Dietary and Lifestyle Modifications
Sodium and Nutritional Management
- Restrict sodium to 88 mmol/day (2000 mg/day), equivalent to a "no added salt" diet 1, 2
- Provide adequate nutrition: 1.2-1.5 g/kg/day protein, 2-3 g/kg/day carbohydrate, and 35-40 kcal/kg/day total calories 1
- Fluid restriction is unnecessary unless serum sodium drops below 120-125 mmol/L 1, 2
- Avoid bed rest—excessive immobility causes muscle atrophy; outpatient management is appropriate unless complications develop 2
Dietary non-compliance is a common cause of treatment failure, making patient education critical 1, 2.

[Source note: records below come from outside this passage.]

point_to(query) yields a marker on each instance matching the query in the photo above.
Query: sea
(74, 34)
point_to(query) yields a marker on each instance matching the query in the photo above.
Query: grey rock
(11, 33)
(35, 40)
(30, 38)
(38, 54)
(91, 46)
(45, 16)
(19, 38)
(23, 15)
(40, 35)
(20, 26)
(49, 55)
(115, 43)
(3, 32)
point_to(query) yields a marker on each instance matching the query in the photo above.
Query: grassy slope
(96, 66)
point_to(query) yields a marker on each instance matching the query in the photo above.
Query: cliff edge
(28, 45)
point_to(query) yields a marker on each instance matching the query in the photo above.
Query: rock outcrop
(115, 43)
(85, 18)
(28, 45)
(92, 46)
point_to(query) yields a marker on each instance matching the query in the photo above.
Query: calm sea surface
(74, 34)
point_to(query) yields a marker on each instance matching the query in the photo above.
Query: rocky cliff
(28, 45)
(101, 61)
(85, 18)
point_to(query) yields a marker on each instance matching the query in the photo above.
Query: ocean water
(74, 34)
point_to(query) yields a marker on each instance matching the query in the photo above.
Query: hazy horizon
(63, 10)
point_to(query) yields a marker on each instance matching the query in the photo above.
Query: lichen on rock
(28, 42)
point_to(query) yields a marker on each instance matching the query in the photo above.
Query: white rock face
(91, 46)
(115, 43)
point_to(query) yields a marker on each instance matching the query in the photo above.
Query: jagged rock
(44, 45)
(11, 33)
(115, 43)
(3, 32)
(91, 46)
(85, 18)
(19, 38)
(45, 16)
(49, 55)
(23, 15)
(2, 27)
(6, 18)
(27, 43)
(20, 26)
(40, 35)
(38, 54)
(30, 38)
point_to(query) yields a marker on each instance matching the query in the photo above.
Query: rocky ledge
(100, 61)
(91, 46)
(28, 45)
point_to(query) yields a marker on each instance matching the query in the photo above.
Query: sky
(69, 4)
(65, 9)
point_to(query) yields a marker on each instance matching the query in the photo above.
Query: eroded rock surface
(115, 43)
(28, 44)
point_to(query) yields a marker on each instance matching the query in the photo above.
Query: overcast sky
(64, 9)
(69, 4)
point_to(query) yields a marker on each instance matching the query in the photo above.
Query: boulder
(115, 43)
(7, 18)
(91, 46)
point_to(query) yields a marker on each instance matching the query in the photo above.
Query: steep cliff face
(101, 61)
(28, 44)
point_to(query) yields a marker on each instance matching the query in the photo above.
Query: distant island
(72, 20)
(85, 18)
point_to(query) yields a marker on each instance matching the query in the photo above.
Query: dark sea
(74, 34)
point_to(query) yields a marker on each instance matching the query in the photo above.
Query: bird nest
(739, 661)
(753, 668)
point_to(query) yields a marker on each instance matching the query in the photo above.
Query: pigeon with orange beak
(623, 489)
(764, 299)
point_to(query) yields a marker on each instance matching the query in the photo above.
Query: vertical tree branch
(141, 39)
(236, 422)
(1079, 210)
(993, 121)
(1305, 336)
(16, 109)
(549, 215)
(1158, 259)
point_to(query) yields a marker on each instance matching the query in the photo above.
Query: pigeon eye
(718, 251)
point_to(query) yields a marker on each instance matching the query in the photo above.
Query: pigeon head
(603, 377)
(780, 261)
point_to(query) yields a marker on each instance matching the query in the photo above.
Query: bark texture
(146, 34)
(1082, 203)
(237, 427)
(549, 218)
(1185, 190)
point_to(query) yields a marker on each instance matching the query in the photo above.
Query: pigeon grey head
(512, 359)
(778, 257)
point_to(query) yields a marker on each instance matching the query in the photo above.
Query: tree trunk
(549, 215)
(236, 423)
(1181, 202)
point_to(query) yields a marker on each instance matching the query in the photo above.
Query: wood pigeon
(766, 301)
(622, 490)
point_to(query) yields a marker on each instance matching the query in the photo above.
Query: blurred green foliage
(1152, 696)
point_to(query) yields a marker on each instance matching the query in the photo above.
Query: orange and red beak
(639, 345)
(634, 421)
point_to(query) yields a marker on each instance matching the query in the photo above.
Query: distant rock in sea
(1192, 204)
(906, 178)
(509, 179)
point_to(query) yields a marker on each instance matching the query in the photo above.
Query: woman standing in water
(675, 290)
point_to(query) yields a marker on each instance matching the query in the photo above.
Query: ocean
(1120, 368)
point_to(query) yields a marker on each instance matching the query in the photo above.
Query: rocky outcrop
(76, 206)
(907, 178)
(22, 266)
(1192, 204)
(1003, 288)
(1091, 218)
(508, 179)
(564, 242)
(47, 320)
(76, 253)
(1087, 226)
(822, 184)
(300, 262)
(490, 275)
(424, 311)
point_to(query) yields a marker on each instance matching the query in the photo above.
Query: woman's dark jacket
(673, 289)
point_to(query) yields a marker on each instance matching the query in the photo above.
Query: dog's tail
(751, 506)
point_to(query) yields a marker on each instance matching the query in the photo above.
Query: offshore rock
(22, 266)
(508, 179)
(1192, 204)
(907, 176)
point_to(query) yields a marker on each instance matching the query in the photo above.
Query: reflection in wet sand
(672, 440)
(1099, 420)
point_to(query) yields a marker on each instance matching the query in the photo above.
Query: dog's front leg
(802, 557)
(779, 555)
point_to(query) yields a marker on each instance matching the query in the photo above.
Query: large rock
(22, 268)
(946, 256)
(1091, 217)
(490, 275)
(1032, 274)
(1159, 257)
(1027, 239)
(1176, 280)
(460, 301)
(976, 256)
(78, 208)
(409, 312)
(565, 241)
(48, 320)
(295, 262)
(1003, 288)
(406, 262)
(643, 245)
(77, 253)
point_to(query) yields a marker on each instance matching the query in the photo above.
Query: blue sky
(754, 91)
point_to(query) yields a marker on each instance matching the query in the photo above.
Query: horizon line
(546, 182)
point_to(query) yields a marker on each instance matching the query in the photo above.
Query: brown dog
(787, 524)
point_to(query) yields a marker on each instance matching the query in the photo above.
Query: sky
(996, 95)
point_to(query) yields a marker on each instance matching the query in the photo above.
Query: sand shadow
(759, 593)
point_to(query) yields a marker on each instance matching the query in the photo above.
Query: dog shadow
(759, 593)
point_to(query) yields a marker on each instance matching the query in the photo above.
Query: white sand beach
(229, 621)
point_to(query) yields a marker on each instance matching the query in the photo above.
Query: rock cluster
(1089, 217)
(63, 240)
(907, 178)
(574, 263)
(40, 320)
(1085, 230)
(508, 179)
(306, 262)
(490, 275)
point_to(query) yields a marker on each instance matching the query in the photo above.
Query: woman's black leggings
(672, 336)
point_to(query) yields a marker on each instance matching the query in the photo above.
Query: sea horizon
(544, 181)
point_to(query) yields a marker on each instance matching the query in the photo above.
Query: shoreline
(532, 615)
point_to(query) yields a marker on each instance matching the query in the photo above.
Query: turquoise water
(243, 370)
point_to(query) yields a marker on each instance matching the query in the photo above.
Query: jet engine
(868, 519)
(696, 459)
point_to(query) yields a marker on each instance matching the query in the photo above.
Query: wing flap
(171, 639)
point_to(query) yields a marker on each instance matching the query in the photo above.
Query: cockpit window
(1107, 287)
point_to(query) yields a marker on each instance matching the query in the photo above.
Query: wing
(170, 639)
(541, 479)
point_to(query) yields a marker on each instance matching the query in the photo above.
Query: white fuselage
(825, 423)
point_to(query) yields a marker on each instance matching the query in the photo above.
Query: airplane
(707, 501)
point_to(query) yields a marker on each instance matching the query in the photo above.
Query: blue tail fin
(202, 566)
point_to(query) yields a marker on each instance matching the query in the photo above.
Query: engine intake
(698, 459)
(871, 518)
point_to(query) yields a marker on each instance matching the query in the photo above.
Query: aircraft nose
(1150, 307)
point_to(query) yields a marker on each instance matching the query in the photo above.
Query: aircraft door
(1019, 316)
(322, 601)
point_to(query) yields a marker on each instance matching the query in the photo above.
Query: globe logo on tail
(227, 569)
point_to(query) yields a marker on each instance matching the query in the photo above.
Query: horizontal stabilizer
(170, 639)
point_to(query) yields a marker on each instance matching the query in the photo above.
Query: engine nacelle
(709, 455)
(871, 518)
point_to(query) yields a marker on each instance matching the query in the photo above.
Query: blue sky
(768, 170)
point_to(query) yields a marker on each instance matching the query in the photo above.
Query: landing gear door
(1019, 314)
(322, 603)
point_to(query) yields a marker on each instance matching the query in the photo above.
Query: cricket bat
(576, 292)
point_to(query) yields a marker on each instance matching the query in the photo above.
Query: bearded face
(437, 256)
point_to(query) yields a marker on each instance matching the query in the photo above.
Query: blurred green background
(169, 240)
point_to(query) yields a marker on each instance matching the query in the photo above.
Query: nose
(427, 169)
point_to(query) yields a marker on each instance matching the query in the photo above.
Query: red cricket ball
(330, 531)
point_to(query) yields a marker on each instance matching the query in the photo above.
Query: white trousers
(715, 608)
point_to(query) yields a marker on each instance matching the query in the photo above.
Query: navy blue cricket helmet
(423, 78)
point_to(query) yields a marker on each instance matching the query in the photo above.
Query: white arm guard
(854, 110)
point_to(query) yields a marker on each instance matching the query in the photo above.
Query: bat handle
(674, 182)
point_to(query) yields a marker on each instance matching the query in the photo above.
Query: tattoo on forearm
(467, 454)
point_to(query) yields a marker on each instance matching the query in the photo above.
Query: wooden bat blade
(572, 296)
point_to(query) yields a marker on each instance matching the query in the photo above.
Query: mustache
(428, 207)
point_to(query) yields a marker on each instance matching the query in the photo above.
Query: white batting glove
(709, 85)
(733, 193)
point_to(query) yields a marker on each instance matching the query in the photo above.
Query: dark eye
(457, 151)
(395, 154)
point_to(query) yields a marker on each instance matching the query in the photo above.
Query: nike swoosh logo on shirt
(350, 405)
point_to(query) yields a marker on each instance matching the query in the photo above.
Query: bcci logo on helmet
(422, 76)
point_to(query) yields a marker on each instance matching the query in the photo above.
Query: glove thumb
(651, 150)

Pharmacological Management
Diuretic Therapy for Ascites
For patients presenting with ascites, the American College of Gastroenterology recommends a stepwise approach 1, 2:
- Start spironolactone 100 mg once daily as initial therapy 1
- Add furosemide 40 mg once daily if response is inadequate 1
- Maximum doses: Spironolactone 400 mg/day and furosemide 160 mg/day 1
- Combination therapy from the start (aldosterone antagonist plus loop diuretic) is more effective than sequential initiation, resolving ascites in 76% vs 56% of patients with lower hyperkalemia rates 5
Portal Hypertension Management
- Consider non-selective beta-blockers (carvedilol or propranolol) to prevent variceal bleeding and reduce decompensation risk—these reduced decompensation or death from 27% to 16% in a 3-year trial 5
- Use with caution in patients with severe or refractory ascites 2
Medications to Avoid
- NSAIDs are contraindicated—they reduce urinary sodium excretion, induce azotemia, and can convert diuretic-sensitive ascites to refractory ascites 1, 2
- Discontinue ACE inhibitors and angiotensin receptor blockers 2
- Avoid nephrotoxic agents to prevent hepatorenal syndrome 2, 4
Management of Tense Ascites
For patients with tense ascites 1, 2:
- Perform therapeutic paracentesis immediately—delaying paracentesis is a common pitfall 1
- Administer albumin (8g/L of ascites removed) for large-volume paracentesis >5L to prevent circulatory dysfunction 1
- Follow with sodium restriction and oral diuretics 1, 2
Liver Transplantation Evaluation
All patients with cirrhosis and ascites should be considered for liver transplantation evaluation 1:
- Development of ascites carries a poor prognosis with 20% mortality within the first year 1
- Transplantation offers definitive cure for cirrhosis and its complications 1
- Refer to gastroenterology when decompensation develops, for refractory ascites, or when transplant evaluation is needed 2
Monitoring and Surveillance
Regular Follow-up
- Monitor serum electrolytes, creatinine, and weight regularly 1
- Initial follow-up every 2-4 weeks until stable, then adjust based on response 1
- Measure 24-hour urinary sodium excretion if weight loss is inadequate 1
- Screen for hepatocellular carcinoma with ultrasound every 6 months 6, 7
Complication Surveillance
- Perform diagnostic paracentesis in all cirrhotic patients with ascites on hospital admission to evaluate for spontaneous bacterial peritonitis (ascitic neutrophil count >250/mm³) 2
- Endoscopic surveillance for varices with prophylactic band ligation as indicated 4
Common Pitfalls to Avoid
- Delaying paracentesis in patients with tense ascites 1
- Inadequate sodium restriction—diet non-compliance is the most common cause of treatment failure 1
- Overly aggressive diuresis leading to electrolyte abnormalities or renal dysfunction 1
- Failure to recognize spontaneous bacterial peritonitis, which requires prompt antibiotic therapy 1
- Missing opportunities for early transplant referral in appropriate candidates 4
The European Association for the Study of the Liver emphasizes that management should focus on preventing disease progression rather than simply treating complications as they arise 3, 4. This proactive approach, combined with addressing the underlying etiology and early transplant evaluation, offers the best opportunity to improve survival and quality of life 3, 1.